Mas não se enganem, bons amigos leitores, que nos longínquos anos 1960 e
1970 era diferente. Nunca! Pelo contrário! A precariedade e o pouco suporte
estrutural e de disseminação da música era notório. As poucas bandas que
conseguiram, aos trancos e barrancos, lançar material, mesmo que com a baixa
qualidade, podem ser consideradas como privilegiadas, levando-se em
consideração que muitas e muitas bandas não vingaram e morreram sem sequer ver
a luz ou ter uma história discográfica.
Mas há de se ter, como disse,
galhardia, determinação e ser movido pela força motriz da música. Sim! A
persistência tendo a música como norte, como caminho e crença para seguir mesmo
que em tempos bicudos. E hoje, apesar das dificuldades ainda evidentes e
latentes, uma horda de grandes bandas tem trazido um novo frescor a cena
psicodélica e progressiva, um novo oxigênio tem trazido vida nova e uma
perspectiva de longevidade e qualidade à cena e eu falo do Brasil, caros amigos
leitores, não apenas dos grandes polos do rock n’ roll universal.

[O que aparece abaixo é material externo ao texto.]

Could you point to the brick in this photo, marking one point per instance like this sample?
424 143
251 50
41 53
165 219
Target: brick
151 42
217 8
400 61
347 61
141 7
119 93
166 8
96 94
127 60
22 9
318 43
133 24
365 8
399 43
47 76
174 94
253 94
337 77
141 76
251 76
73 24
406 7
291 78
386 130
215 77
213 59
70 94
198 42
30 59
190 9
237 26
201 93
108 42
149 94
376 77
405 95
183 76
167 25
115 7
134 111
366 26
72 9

E apesar de não ter apoio das mídias de
massa, os abnegados fãs, músicos e donos de selos undergrounds se juntam em uma
epopeia com o intuito de disseminar e multiplicar a boa música alternativa e
livre de amarras e, graças algumas ferramentas dos novos tempos da forma de se
comunicar, como as redes sociais, por exemplo, ecoam de lugares inusitados,
bandas de mais puro garbo sonoro, enaltecendo a história dos pioneiros
desbravadores. E da terra do carimbó, da guitarrada e da lambada, surgiu, em 2015,
uma banda que sintetiza, com uma qualidade sonora incrível, a efervescência
cultural paraense, chamada STEAMY FROGS.
Steamy Frogs
O Steamy Frogs que, em tradução livre, significa “sapos fumegantes”, foi formada tendo como cerne
musical o rock psicodélico, o rock progressivo e o psych, mas com o
“tempero amazônico”, a veia regional, folclórica, falando de temas inerentes à
cultura brasileira e de temas sobrenaturais como a morte, por exemplo e
questões sociais e comportamentais humanos.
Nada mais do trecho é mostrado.